According to Michaux, the film’s main focus will be on the incarcerated men. However, the class itself will also be a major focus of the film. The extent that individual Willamette students will be featured is unclear.
The film crew has and will continue to be present during each class in the spring semester, and will conduct individual interviews with the incarcerated as well as with Willamette students.
Currently, the film is still in very early stages of development and has neither a release date nor a working title. While the film will be braodly about the U.S. prison system, it does not yet have a narrowed, central idea or subject.
“The main meat of the documentary will be following the class as it goes into a prison and the experiences that these students and prisoners have,“ said Ben Burton (‘21), who is currently working as an intern for the film’s producer.
“With documentaries, the main goal is to just capture everything that you can and to just shoot as much footage as possible. Then post production is when you decide what will be left in, and what the big ideas are.”
One thing Michaux said she considered when she was initially approached by the filmmakers about filming her classes during the fall was whether the presence of camera operators would affect the dynamics of the classroom—an environment where personal and difficult discussions often take place. She said that she agreed to the presence of the filmmakers when the incarcerated men voiced their opinion that they wanted their stories to be heard.
When referring to the presence of the camera crew, she said, “In that way, it can be intrusive. But I think that the students, both the inside students and outside students, are supportive of what it is that Lydia and her crew are trying to do. Yeah, because they're really trying to bring the story of transformation and what it means to be incarcerated and what it’s really like to grow up in prison to the public.”
Michaux believes that for her Willamette students looking to understand criminal justice, as well as for future viewers of the film, humanizing incarcerated people is crucial to fix a criminal justice system that many people of many different ideologies see as broken.
“I think we have a lot of demonization of people that are incarcerated and, you know, it's somewhat understandable when the only thing you know about a person is a terrible crime that they committed... Of course, people are more than just their worst possible act, and they do change. I think more and more society is accepting that idea in theory, but then, in practice, we still have to do it.”

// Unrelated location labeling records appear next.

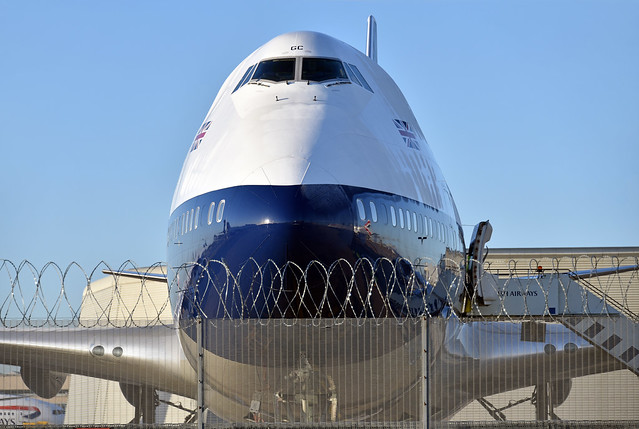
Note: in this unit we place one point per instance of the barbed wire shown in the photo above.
(363, 289)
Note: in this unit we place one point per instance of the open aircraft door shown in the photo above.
(479, 287)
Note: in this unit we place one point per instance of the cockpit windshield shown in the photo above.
(307, 69)
(322, 69)
(276, 70)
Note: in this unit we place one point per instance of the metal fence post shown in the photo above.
(200, 374)
(425, 373)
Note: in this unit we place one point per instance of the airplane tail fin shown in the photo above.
(371, 39)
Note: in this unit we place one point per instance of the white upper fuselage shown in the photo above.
(296, 132)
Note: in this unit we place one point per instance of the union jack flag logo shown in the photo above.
(200, 135)
(408, 133)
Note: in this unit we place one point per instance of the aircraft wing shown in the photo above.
(145, 356)
(479, 359)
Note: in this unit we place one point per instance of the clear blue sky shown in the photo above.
(531, 107)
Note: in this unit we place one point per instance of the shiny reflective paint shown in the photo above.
(291, 158)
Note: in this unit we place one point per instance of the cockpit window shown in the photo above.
(322, 69)
(245, 78)
(276, 70)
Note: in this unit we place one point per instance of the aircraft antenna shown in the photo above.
(371, 39)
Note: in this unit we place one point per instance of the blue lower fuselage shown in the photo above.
(228, 250)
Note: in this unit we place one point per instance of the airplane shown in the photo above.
(309, 154)
(25, 410)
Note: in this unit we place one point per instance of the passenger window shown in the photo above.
(277, 70)
(322, 69)
(197, 217)
(211, 212)
(360, 209)
(220, 211)
(373, 211)
(384, 213)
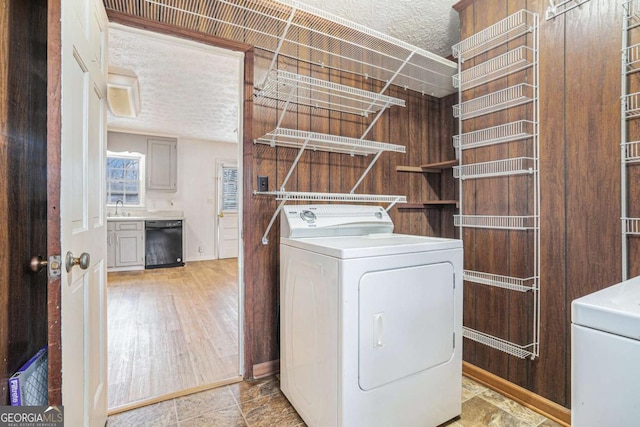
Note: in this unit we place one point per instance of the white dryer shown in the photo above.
(605, 351)
(371, 321)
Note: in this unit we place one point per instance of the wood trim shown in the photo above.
(250, 270)
(162, 28)
(462, 4)
(164, 397)
(266, 369)
(54, 139)
(543, 406)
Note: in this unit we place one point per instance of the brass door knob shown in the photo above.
(37, 263)
(83, 261)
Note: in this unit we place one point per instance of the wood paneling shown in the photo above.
(23, 185)
(580, 191)
(54, 141)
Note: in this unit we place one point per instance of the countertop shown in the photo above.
(144, 216)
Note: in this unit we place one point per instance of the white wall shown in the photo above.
(197, 189)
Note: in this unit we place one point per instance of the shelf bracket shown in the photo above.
(373, 162)
(265, 239)
(563, 7)
(392, 204)
(295, 163)
(386, 86)
(280, 43)
(286, 106)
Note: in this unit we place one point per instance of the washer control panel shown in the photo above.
(334, 220)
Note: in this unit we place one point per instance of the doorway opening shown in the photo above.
(175, 331)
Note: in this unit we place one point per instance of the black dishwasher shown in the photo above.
(163, 244)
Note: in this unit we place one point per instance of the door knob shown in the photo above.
(83, 261)
(37, 263)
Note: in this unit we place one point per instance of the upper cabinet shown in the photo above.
(162, 165)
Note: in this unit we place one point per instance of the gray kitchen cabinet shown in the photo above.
(162, 164)
(128, 248)
(111, 244)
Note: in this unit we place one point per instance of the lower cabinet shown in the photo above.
(125, 243)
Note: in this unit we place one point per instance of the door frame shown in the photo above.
(54, 140)
(220, 164)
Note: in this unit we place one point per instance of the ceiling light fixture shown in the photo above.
(123, 92)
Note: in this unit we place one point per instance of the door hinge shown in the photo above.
(55, 266)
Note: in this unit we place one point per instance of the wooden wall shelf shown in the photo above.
(429, 204)
(429, 167)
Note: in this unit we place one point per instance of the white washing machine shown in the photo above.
(371, 321)
(605, 357)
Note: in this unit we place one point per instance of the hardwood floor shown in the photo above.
(171, 329)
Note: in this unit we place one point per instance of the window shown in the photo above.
(125, 178)
(229, 188)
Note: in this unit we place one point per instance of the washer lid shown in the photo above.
(371, 245)
(333, 220)
(615, 309)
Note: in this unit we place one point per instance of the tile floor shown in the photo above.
(258, 403)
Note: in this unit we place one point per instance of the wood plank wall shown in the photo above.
(580, 191)
(23, 113)
(425, 127)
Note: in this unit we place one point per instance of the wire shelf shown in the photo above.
(331, 197)
(631, 226)
(517, 59)
(505, 222)
(632, 58)
(496, 101)
(499, 281)
(514, 131)
(521, 351)
(296, 30)
(316, 93)
(499, 33)
(506, 167)
(631, 105)
(632, 152)
(632, 14)
(294, 138)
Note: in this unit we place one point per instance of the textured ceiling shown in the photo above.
(432, 25)
(186, 90)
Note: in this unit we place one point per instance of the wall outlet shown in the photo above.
(263, 183)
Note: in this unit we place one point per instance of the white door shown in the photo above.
(83, 228)
(227, 210)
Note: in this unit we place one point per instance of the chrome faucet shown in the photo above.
(121, 204)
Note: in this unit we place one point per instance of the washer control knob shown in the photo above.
(308, 216)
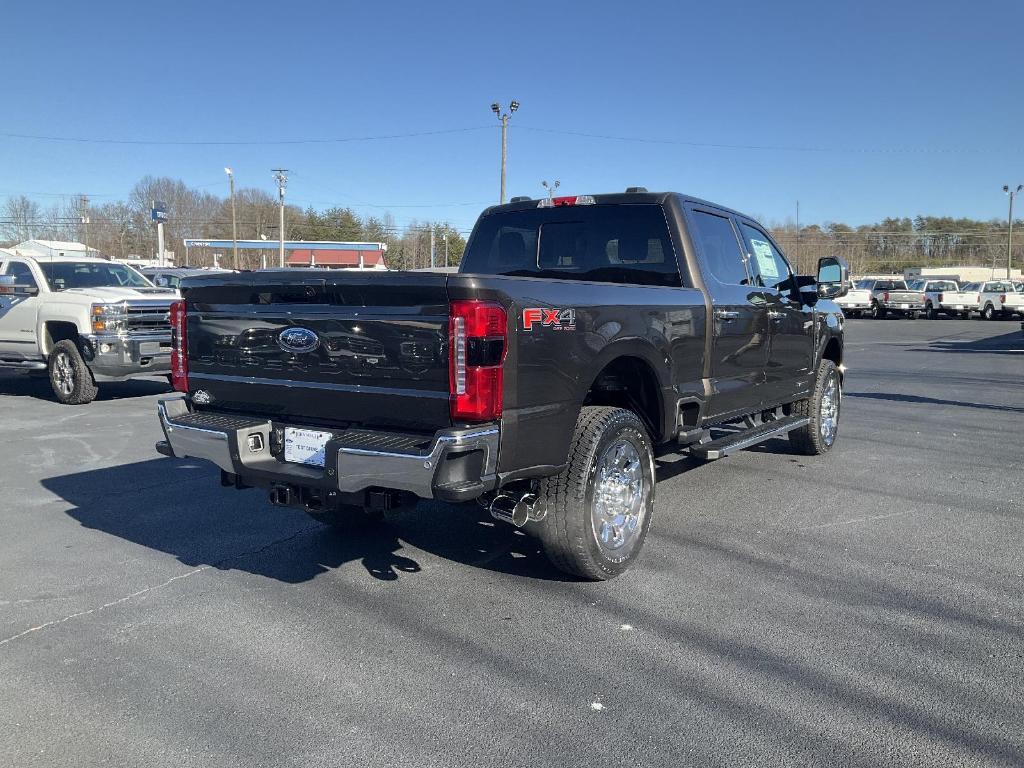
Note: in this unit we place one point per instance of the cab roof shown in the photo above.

Jordan Schott (‘21), one of the Willamette students enrolled in the class, said: “It’s been really impactful to sit in a room with convicted felons, but they’re so much more than that. We all have preconceived notions about what it means to be in jail, especially in a maximum security prison, especially for people convicted of a violent crime... It’s so important that we recognize these guys have faced extreme obstacles in their lives that have influenced what brought them to where they are right now. Being able to recognize that these are amazing, multifaceted, three-dimensional people has really affected me. They have so much more to share then then the limits of what their crime was.”